After many years of relating to my body as an athlete, I was intrigued by the potential to experience my body as a home, my body as my friend, and my body as a sensory and spiritual playground for the most poetic moments of this lifetime. I also vividly remember some of my first experiences in deep relaxation, where my breathing slowed down, time seemed to stand still, and the expression of what really matters seemed to be clear.
Yoga is a dance of movement and stillness, a playground for wholeness to emerge, a wordless conversation with the wild landscape of our humanity and a place to uncover our connection and love for all beings.
Yogic states of being have the capacity to sit with the most wild joys and the most profound losses we will inevitably uncover in our lifetime.
I believe yoga and meditation practices guide us towards the wisdom of presence and allows us to face the uncertainty of not-knowing in a world that always likes to have answers. In the day to day of life, yogic states of being remind us to take time & space to simply be with ourselves, and ask us to value the intention to pay attention, one breath at a time.
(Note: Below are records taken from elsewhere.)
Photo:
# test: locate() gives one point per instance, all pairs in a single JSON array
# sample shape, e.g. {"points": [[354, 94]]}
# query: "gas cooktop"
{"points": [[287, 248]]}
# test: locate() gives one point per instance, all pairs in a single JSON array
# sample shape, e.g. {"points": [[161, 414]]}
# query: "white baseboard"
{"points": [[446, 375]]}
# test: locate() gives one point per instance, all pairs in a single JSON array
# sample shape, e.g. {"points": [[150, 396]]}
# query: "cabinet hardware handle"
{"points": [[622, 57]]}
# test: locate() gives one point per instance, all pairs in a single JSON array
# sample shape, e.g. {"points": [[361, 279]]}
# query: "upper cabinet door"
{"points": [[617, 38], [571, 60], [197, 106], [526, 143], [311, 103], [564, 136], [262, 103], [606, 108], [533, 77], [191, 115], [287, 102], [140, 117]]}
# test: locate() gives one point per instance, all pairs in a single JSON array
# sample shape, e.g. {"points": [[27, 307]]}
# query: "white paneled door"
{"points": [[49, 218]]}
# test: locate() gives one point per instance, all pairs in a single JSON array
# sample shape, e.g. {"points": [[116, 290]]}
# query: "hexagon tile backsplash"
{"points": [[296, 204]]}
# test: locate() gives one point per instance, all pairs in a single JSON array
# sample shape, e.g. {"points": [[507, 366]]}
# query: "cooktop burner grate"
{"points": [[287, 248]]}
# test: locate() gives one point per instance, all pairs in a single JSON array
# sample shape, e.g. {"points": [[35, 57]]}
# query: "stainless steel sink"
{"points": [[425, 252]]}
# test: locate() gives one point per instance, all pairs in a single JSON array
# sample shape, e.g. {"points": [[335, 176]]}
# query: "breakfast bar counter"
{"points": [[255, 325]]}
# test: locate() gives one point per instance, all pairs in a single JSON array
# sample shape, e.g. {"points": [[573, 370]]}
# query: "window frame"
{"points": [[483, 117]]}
One of my heart’s wishes is to share the ways that practicing listening, breathing & moving our bodies in subtle and dynamic ways has the potential to support shifts that extend into the depths of our relationships & communities by expanding our capacity to connect and care for all beings.
Inevitably, like all things in life, my yoga practice continues to shift & evolve. These days I am less attached to how many hours I am on my mat and more interested in noticing the ways yogic states of being continue cultivate within me a sense of clarity, ease & a willingness to fully show up for the curveballs of life. Of course, the paradox is that showing up on my cushion and my mat allows for those states to unfold.
The unfolding of yoga in my life has evolved into a remembering, a belief and a hope that each of us has the potential to feel healed, connected and whole. Yoga breathes me into the present moment every day and reminds me that even when people, places, and creatures we love to feel far away, we can touch each other through the warm wind’s soft breeze towards infinity.